News

Police Warn Of Fake Repair Scam

ATLANTA — The next time a stranger offers to help fix your car you could be looking at the person who caused the problem.

Police say someone is disconnecting car cables once you park and when you can't get your car to move -- that same person comes to the rescue.

"Forty - 50 seconds he was under there, talking some talk, you know?" said Ray Bernal.

Bernal told Channel 2's Jovita Moore he was almost scammed in Ansley Mall's parking lot.

"Then he said ‘try it.' It didn't work. He said ‘Oh I know what it is. Get up underneath the car.' 30 seconds. Boom! It was done," said Bernal.

Bernal says his Tahoe wouldn't move into gear after he cranked it.

A man offered help claiming to be a 'retired mechanic from Cuba.

"He pulls out this little metal clip. He says ‘Bend this for me.' I'm thinking what is that? Oh, that's the safety for your transmission cable. I'm thinking, OK, something's not right here," said Bernal.

Rick Gonzales at Jim Ellis Chevrolet told Moore they see this often.

"Literally, they can crawl right under the vehicle, within two seconds snap the cable loose," said Ellis. "Now when the person comes back they can pull it into gear and have no response from the transmission."
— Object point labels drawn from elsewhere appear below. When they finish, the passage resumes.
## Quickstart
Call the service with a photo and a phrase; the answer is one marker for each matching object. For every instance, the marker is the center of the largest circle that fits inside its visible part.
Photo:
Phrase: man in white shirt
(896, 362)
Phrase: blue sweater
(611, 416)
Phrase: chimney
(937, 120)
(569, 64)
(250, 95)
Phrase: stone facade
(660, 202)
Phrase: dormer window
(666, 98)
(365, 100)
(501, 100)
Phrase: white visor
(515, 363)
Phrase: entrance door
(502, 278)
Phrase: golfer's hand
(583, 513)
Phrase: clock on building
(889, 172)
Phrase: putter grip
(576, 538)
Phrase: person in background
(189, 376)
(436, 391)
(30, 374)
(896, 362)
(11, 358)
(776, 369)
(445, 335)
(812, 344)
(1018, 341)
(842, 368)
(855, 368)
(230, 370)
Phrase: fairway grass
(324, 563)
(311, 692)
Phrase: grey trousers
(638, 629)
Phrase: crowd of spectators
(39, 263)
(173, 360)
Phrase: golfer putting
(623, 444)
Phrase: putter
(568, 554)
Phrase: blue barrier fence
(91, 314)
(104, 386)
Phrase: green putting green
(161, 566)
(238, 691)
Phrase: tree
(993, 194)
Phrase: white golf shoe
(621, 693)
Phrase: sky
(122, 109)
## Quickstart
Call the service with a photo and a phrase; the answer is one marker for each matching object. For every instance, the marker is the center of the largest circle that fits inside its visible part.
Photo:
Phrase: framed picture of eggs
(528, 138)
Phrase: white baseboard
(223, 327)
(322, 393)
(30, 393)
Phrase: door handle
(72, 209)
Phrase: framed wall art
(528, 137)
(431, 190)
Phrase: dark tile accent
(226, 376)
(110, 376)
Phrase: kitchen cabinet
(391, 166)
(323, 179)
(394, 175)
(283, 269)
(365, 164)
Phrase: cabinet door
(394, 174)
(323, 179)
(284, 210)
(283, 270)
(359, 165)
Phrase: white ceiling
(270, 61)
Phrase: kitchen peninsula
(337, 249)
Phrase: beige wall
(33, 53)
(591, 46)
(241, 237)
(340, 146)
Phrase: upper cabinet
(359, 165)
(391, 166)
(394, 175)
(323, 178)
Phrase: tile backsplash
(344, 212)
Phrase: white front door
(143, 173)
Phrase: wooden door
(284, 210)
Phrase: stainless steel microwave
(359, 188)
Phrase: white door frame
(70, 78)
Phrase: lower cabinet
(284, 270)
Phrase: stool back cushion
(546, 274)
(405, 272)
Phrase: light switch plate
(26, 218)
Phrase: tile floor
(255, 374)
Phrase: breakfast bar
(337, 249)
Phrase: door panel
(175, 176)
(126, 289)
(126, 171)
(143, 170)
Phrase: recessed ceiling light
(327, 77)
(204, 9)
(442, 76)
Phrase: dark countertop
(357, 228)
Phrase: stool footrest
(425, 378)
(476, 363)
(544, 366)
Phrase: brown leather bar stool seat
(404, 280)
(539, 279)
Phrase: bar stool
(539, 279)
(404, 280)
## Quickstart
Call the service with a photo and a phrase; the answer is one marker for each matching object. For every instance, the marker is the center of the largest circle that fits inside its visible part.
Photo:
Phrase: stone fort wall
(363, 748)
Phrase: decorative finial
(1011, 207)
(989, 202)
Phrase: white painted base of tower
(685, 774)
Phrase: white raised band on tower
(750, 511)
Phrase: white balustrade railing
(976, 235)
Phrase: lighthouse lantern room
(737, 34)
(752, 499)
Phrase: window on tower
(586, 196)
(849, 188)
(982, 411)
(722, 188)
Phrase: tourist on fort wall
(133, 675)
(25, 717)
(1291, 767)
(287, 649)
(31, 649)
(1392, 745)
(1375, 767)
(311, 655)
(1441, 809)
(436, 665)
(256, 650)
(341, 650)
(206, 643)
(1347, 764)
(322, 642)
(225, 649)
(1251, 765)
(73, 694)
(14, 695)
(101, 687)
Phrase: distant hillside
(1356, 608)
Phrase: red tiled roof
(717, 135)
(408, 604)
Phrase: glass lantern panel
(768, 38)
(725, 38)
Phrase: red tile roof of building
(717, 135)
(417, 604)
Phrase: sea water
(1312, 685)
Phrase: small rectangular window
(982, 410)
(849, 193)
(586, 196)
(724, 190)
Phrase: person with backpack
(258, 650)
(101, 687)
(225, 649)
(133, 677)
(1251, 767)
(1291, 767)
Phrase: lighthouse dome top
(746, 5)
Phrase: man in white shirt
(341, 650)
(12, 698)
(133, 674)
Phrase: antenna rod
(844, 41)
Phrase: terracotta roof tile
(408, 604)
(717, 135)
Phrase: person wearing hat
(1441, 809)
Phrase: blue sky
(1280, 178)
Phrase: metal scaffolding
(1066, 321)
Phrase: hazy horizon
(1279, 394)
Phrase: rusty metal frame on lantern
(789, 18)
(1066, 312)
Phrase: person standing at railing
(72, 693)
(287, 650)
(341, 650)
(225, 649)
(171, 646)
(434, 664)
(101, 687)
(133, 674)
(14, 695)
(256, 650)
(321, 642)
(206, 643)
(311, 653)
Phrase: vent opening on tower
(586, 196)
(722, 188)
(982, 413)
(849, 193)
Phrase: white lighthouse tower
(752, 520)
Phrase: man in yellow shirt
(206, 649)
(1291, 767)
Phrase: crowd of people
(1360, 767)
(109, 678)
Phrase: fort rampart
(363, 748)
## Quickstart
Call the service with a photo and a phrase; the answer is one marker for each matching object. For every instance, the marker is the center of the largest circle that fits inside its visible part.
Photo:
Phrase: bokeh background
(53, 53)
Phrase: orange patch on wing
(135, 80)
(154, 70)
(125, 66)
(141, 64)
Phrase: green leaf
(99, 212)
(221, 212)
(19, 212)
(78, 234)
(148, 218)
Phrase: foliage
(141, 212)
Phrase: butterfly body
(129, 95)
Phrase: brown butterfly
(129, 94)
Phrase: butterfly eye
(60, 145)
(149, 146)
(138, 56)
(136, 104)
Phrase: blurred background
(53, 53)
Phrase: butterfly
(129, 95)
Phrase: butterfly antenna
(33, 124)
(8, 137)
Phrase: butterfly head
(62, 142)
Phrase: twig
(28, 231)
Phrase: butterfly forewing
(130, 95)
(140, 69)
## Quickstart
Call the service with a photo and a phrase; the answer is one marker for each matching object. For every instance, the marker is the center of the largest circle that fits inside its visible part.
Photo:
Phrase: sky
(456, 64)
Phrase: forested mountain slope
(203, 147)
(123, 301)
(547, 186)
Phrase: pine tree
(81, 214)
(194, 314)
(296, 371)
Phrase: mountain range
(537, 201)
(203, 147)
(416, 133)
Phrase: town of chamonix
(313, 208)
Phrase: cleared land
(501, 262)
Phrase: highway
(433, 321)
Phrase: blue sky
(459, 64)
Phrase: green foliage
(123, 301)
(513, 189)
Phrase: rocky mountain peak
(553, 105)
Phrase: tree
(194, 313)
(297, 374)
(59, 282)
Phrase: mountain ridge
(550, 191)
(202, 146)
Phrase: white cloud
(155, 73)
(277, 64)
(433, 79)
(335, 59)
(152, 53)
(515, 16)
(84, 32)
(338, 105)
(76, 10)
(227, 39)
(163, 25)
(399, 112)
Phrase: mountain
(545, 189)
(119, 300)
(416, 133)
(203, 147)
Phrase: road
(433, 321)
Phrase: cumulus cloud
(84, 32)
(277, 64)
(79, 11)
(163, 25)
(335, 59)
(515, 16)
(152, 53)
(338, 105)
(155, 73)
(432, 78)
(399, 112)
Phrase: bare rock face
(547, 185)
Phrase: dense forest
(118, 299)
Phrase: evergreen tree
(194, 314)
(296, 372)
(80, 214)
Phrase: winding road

Ellis said, "Eventually they work their way underneath and say ‘let me look underneath' and when they do they basically putting it right back in, snapping it on and now they have fixed the vehicle."

Gonzales says that's the scam.

Your fake mechanic disconnected the cable in the first place.

Bernal wants others to be warned.

"I've never been taken. So I was feeling like a big sucker right at that moment," said Bernal.

Atlanta police say they saw several cases of this last fall.